His lips sealed off her laughter, and she clutched him closer, reveling in the unabashed hunger of his kiss. He felt so good, so achingly good as he pressed against her, and her senses reeled as she considered how many times fate had nearly stolen him from her.
"Oh, Rafe," she breathed, "I would have died if I had lost you."
He raised his head. When she saw the intensity in his gaze, her throat constricted. "Promise me you'll stay safe in Kentucky," she said tremulously.
"My darling," he murmured, "could you think, for even an instant, that there exists a force in this universe more powerful than the love that would bring me home to you?"
A tear seeped past her lashes, and he caught it on his lips.
"You have my promise, Silver," he whispered. "My word, my heart, my soul."
His mouth lowered, brushing hers, and his hands skimmed down her back. Her gown slowly surrendered, parting with a silken sigh. Dimly she heard the clatter of the buttonhook near her feet. Fabric rustled to her ankles as her chemise chased her bloomers to the floor. Giddily, she fumbled with his own clothes: the coat, the cravat, the cummerbund. When she reached for his fly, he gave her a lopsided grin, one that made her blush like an unschooled maid.

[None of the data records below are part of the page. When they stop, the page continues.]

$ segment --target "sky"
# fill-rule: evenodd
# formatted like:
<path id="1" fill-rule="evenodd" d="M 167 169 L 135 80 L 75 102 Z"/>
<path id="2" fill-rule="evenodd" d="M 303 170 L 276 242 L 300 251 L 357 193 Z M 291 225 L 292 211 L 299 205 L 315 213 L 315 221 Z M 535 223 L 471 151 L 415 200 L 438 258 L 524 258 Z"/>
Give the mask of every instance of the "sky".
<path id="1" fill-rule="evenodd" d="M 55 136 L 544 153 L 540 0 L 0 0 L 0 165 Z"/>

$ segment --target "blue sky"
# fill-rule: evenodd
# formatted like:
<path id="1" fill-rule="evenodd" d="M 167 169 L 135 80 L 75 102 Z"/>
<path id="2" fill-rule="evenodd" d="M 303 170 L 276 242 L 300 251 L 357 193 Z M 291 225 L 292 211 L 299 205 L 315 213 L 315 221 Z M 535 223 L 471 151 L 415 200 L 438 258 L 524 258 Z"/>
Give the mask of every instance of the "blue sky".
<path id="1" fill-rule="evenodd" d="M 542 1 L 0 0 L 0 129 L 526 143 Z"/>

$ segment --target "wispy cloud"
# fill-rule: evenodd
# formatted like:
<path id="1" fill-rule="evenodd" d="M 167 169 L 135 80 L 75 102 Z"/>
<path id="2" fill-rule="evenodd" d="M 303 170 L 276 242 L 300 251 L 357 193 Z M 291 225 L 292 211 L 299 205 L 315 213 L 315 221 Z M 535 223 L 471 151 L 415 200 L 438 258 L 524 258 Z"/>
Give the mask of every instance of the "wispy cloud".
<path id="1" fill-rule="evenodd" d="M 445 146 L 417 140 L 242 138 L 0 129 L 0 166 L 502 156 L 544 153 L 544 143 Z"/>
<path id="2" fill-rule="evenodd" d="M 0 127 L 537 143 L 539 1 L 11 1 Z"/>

"How I love a woman who knows what she wants."
She giggled, and he swept her up in his arms, clasping her effortlessly against his chest. She had a moment to revel in the sinewy strength of him, in the electrifying sizzle of flesh against flesh. Then she realized he was headed for the bathtub. She clasped his neck tighter, practically squealing as he climbed over the rim.